John Moore

Personal information
- Full name: John William Michael Moore
- Date of birth: 25 September 1923
- Place of birth: Chiswick, England
- Date of death: September 2012 (aged 88)
- Place of death: Wandsworth, England
- Height: 5 ft 10 in (1.79 m)
- Position: Wing-half

Youth career
- 1938–1939: Brentford

Senior career*
- Years: Team / Apps / (Gls)
- 1946–1948: Brentford / 4 / (0)
- 1948–1949: Gloucester City
- 1949–1952: Colchester United / 15 / (0)
- Staines Town
- Hastings United
- Total:  / 19 / (0)

= John Moore (footballer, born 1923) =

English footballer (1923–2012)

John William Michael Moore (25 September 1923 – September 2012) was an English footballer who played in the Football League as a wing-half for Brentford and Colchester United.

==Career==

Born in Chiswick, London, Moore represented London and Middlesex as a schoolboy and joined First Division side Brentford as a junior after leaving school.
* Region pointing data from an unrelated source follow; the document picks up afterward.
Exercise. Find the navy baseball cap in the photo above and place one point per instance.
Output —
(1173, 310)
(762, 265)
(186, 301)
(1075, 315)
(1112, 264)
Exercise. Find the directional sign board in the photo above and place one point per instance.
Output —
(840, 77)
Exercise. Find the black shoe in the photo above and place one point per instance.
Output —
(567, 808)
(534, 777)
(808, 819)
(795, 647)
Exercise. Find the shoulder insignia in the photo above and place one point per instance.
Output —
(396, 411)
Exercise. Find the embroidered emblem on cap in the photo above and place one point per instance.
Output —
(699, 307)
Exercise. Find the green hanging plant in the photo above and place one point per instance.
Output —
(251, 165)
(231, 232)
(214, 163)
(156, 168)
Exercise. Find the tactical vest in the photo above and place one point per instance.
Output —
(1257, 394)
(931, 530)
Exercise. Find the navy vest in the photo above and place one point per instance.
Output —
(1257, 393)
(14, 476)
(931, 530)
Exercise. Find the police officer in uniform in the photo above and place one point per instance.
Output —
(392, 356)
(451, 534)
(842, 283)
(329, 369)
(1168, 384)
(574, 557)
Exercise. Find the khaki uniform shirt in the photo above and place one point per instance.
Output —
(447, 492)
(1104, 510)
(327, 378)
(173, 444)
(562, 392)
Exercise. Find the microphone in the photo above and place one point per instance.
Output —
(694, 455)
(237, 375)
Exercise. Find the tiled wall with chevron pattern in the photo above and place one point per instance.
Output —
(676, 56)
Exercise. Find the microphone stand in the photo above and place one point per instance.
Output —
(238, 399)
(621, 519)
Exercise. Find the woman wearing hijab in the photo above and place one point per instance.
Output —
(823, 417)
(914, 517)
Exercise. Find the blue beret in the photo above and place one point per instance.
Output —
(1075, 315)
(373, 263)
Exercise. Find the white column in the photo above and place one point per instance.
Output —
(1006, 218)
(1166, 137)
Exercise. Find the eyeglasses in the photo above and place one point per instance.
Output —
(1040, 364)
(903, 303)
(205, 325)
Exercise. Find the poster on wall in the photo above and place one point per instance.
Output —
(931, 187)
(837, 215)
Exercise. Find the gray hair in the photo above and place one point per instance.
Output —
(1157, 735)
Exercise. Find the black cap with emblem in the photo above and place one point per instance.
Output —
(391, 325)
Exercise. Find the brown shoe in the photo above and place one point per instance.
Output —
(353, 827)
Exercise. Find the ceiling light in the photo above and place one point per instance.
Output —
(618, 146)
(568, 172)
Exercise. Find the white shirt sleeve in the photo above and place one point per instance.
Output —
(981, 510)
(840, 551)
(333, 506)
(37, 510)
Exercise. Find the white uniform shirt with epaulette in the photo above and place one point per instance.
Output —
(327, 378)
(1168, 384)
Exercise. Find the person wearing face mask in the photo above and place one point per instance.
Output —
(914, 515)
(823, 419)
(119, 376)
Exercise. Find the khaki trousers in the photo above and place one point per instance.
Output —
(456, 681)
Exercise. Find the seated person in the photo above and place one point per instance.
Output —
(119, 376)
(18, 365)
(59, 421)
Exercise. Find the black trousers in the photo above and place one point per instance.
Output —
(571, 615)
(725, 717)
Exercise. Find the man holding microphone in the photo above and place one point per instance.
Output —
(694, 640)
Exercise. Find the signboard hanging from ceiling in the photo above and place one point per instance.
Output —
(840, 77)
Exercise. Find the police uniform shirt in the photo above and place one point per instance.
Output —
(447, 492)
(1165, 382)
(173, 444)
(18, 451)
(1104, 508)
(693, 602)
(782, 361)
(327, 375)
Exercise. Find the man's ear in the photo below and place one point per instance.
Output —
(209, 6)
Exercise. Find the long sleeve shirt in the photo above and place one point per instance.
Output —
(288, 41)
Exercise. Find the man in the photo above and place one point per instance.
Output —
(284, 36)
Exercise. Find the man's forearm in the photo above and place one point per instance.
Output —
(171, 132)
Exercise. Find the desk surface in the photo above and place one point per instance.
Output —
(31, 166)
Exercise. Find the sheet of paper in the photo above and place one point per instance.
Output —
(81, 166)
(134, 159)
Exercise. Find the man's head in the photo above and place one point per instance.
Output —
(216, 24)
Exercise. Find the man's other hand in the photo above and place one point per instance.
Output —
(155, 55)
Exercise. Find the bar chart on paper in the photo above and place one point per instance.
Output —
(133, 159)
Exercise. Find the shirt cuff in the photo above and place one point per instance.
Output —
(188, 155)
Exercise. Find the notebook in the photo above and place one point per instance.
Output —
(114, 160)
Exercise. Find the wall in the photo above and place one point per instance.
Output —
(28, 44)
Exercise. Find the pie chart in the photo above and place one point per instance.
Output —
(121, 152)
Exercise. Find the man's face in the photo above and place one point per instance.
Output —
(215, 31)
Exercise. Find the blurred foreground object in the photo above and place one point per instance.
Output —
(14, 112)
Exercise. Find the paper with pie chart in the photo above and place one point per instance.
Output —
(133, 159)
The club wanted Moore to sign a professional contract, but the suspension of competitive football due to the outbreak of the Second World War in 1939 prevented this. During the war, Moore guested with Manchester City, Derry City and along with other serving footballers Bill Baxter, Bobby Mitchell and John Aston, won a cup final with Australian club Canterbury-Bankstown, played at the Sydney Cricket Ground. After the war, Moore received interest from First Division side Wolverhampton Wanderers, but returned to Brentford after Harry Curtis offered him a professional contract.

Moore made his Brentford debut on 10 May 1947 in a 1–0 defeat against Bolton Wanderers in the First Division, the first full season following World War II. Behind Archie Macaulay in the pecking order, Moore only made four appearances for the club and played his last game in a 3–0 defeat at Luton Town in the Second Division on 3 September 1947. He saw out his time with the Bees in the reserve team.

On leaving Brentford, Moore turned down a move to Second Division side Leeds United and signed for Gloucester City in the Southern League, where he made 52 appearances and scored 13 goals during the 1948–49 season before joining fellow Southern League club Colchester United at the end of the season for a fee of £1,000.

Moore was signed as an understudy to Harry Bearryman, and made his first-team debut on 8 September 1949 in a 3–1 away defeat at Chingford Town. He was unable to displace Bill Layton from the first team, and by January 1950, he was made captain of the reserve team. He made 13 Southern League appearances for the club, helping the team finish as runners-up in the league and gain election to the Football League. In the Football League, Moore did not make an appearance during Colchester's inaugural 1950–51 season, but made two appearances for the club in 1951–52.

Moore left Layer Road in the summer of 1952 following his final game on 5 January 1952, a 7–0 demolition by Leyton Orient at Brisbane Road. He joined Yeovil on trial in October of the same year, but after a fortnight returned to London, looking for a club closer to his home. He later played for Staines Town and Hastings United, the latter club managed by his brother-in-law Ted Ballard.

== Personal life ==
Moore attended Chiswick School, and during the Second World War, he served in the Fleet Air Arm. After he retired from football, Moore became a car salesman. In August 1997, at age 74, he was working as a chauffeur.